A group of researchers invented an eye disease to see if AI would catch it. It didn't. Instead, ChatGPT, Gemini, Copilot and Perplexity all started explaining the fake condition to users as if it were real medicine.
The disease was called "bixonimania," a supposed eye disorder caused by too much blue light. It doesn't exist. Almira Osmanovic Thunström and her team made it up, wrote two fake preprints, and uploaded them to Medium and an academic social network in 2024 to see what would happen once the papers entered the pipeline of data that chatbots feed on.

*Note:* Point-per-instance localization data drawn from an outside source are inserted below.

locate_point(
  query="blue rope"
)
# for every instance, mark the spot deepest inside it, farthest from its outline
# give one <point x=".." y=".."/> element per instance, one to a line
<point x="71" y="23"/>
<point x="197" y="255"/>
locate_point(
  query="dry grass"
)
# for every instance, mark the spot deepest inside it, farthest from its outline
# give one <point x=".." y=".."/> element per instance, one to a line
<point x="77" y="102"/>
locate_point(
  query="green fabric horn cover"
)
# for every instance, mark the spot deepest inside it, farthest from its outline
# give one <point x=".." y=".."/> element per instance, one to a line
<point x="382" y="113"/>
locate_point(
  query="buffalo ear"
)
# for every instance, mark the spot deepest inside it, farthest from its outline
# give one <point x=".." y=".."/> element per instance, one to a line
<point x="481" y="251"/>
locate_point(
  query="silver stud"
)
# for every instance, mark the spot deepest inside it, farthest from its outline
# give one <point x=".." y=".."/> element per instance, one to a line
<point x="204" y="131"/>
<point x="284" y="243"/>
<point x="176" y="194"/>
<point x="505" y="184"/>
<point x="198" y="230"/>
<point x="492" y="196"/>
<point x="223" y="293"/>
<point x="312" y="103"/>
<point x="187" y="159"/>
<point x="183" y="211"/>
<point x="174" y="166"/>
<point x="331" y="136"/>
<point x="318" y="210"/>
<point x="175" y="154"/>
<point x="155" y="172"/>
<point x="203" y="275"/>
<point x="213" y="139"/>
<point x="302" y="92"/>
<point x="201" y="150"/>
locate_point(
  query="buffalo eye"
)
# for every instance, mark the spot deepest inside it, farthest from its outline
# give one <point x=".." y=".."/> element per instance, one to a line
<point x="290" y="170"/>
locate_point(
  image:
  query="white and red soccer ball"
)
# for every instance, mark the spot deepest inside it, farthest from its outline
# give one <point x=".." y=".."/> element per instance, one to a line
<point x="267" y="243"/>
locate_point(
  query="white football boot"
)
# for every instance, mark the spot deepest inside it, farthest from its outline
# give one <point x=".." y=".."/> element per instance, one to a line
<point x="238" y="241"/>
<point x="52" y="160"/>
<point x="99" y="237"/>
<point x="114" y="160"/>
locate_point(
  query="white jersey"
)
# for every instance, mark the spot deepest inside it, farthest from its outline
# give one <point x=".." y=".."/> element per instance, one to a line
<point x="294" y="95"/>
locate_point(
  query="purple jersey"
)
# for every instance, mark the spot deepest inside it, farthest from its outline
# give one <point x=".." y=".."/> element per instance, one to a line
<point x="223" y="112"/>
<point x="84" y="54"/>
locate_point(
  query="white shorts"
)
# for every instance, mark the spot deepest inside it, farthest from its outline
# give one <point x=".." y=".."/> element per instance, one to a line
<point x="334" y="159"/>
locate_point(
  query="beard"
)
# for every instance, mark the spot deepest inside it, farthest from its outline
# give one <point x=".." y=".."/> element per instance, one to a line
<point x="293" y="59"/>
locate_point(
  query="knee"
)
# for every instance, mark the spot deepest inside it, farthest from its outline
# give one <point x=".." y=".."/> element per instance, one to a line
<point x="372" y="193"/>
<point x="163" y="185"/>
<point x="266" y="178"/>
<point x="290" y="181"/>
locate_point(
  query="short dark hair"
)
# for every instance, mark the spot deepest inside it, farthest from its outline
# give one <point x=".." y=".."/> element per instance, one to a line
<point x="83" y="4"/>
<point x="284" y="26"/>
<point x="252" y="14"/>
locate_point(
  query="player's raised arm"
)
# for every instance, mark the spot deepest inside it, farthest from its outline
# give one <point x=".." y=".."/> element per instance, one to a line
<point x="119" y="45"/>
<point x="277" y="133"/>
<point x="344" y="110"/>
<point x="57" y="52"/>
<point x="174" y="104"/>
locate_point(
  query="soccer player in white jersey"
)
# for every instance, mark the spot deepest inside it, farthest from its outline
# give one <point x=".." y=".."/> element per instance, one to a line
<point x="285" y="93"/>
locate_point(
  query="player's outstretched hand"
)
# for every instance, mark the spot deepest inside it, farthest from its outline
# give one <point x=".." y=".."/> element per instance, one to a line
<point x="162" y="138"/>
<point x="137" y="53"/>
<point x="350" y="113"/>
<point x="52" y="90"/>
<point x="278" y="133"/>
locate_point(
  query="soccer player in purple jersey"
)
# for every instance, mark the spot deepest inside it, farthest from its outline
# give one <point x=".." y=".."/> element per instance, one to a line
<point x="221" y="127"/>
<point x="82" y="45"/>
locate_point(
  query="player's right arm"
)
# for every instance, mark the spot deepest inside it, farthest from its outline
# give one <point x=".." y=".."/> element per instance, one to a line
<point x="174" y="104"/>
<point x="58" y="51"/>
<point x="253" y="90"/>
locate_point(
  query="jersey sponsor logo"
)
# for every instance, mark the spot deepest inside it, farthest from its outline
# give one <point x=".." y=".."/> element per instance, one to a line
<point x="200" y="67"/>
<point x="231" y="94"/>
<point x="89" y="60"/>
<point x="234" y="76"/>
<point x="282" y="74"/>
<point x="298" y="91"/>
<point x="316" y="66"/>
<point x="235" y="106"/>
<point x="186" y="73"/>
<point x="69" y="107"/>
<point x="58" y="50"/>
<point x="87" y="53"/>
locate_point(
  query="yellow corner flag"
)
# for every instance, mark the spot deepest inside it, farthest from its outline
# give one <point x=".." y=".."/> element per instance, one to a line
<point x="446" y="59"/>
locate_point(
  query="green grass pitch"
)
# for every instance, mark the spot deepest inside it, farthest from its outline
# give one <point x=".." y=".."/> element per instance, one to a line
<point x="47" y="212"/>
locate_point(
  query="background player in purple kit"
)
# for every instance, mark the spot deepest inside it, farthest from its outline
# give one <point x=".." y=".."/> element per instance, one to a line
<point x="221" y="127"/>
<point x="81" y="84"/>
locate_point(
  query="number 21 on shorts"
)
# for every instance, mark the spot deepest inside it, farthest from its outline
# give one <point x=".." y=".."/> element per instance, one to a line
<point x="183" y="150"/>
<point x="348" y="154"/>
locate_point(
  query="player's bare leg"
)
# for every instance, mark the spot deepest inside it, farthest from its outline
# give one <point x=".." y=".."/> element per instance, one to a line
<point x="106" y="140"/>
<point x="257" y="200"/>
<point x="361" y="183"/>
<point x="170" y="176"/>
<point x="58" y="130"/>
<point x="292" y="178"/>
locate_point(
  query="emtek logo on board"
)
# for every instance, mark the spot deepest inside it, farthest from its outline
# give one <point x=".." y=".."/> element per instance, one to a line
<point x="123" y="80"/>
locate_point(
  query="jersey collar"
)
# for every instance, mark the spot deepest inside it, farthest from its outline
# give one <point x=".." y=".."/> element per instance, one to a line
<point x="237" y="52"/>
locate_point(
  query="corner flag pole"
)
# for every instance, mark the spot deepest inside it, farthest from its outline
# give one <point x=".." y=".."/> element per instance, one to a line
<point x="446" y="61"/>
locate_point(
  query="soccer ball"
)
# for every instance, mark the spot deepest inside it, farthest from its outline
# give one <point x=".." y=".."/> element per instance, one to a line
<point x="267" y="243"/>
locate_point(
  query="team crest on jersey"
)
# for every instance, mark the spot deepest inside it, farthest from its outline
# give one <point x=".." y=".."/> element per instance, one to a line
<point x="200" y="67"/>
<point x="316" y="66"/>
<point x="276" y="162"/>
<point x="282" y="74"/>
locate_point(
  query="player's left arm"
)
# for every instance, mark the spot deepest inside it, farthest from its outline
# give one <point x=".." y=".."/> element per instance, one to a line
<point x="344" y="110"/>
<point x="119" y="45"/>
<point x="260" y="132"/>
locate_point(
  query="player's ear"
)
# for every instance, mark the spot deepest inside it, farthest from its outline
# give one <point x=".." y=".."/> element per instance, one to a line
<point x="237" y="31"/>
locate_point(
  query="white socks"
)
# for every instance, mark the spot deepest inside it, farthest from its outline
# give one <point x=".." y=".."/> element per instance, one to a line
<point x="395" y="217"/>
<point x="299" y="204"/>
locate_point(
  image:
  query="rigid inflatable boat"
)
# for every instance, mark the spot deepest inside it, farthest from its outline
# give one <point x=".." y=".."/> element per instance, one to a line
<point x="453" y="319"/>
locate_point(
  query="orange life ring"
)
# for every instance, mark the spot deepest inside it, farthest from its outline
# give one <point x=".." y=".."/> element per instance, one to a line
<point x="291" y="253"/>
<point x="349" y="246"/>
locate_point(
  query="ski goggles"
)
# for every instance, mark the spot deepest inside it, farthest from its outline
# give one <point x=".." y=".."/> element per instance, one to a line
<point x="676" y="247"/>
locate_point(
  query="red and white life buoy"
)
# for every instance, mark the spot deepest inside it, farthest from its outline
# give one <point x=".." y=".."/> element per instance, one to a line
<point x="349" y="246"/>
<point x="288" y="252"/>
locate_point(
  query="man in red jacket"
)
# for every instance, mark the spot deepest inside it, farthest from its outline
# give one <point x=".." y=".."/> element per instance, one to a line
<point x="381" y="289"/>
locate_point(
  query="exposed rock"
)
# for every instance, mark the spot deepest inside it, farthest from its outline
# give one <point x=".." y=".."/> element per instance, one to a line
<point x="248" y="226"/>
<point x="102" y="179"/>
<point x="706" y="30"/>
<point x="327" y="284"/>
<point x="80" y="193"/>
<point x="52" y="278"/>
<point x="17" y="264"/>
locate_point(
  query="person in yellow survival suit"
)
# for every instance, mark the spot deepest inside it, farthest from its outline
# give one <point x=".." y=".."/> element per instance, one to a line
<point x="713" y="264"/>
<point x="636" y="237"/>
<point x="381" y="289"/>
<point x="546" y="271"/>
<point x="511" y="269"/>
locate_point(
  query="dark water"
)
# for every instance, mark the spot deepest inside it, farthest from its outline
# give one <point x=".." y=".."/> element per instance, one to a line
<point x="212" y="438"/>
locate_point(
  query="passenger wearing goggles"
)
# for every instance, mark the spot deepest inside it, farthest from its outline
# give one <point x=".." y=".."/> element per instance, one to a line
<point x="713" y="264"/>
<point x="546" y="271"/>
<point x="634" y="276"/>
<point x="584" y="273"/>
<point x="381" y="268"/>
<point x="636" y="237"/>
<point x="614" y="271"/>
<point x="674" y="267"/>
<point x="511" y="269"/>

To make the test fair, they left obvious clues. The lead "author" was named Lazljiv Izgubljenovic, which translates roughly to "lying loser" in Bosnian. The affiliations included Starfleet Academy and the USS Enterprise. The funding section thanked the Professor Sideshow Bob Foundation. One paper even included the line "this entire paper is made up." The suffix "-mania" doesn't belong on an eye condition either. It's used for psychiatric disorders. A first-year med student would notice.
The chatbots did not.
- Microsoft Copilot called bixonimania "an intriguing and relatively rare condition."
- Google Gemini confirmed it was caused by blue light and told users to see an ophthalmologist.
- Perplexity went further and invented a prevalence rate of 1 in 90,000, a number that appears nowhere in the source material because the source material doesn't exist.
- ChatGPT did the strangest thing. Some versions started calling it a "proposed new subtype," while other responses from the same platform, days apart, dismissed it as "probably a made-up, fringe, or pseudoscientific label."
"I really wanted to have a clear case that leaves breadcrumbs throughout the whole system," Thunström told Smithsonian Magazine, describing why she buried so many tells in the papers. The breadcrumbs were the whole point. The chatbots walked past every one of them.
The uncomfortable part is what these same companies say about themselves. In a policy statement this summer, the FTC quoted the AI labs' own marketing pages. OpenAI pitches ChatGPT for Healthcare as pulling from "millions of peer-reviewed studies, clinical guidelines, and public health sources" to give "clinical answers with citations." Anthropic describes Claude as talking to you like "a brilliant friend" who provides "information grounded in current, reliable evidence." X.ai calls Grok "your truth-seeking AI companion for unfiltered answers." None of that survived contact with a fake eye disease and a paper credited to Sideshow Bob.
Alex Ruani, a misinformation researcher at University College London, called the experiment "a master class on how mis- and disinformation operates," telling Smithsonian Magazine that when the scientific pipeline fails to filter out compromised content early, everything downstream inherits the problem. That includes the models trained on it, and the users asking those models about their health.
We've seen a security version of this play out with AI-invented software packages that hackers eventually registered themselves. This is the medical version, and it lands differently, because a lot more people ask a chatbot about their eyes than about their code.

The interesting thing about bixonimania isn't that the chatbots got it wrong. It's that they got it wrong with confidence, with citations, and in exactly the tone their marketing pages promise. The models were doing the job they were trained to do, which is to sound authoritative about whatever shows up in their training data. Nobody built a filter for "is this actually real." Until someone does, every clinical answer from a chatbot is really a well-phrased guess about what a clinical answer sounds like. The labs selling these tools as medical companions might want to sit with that one for a while.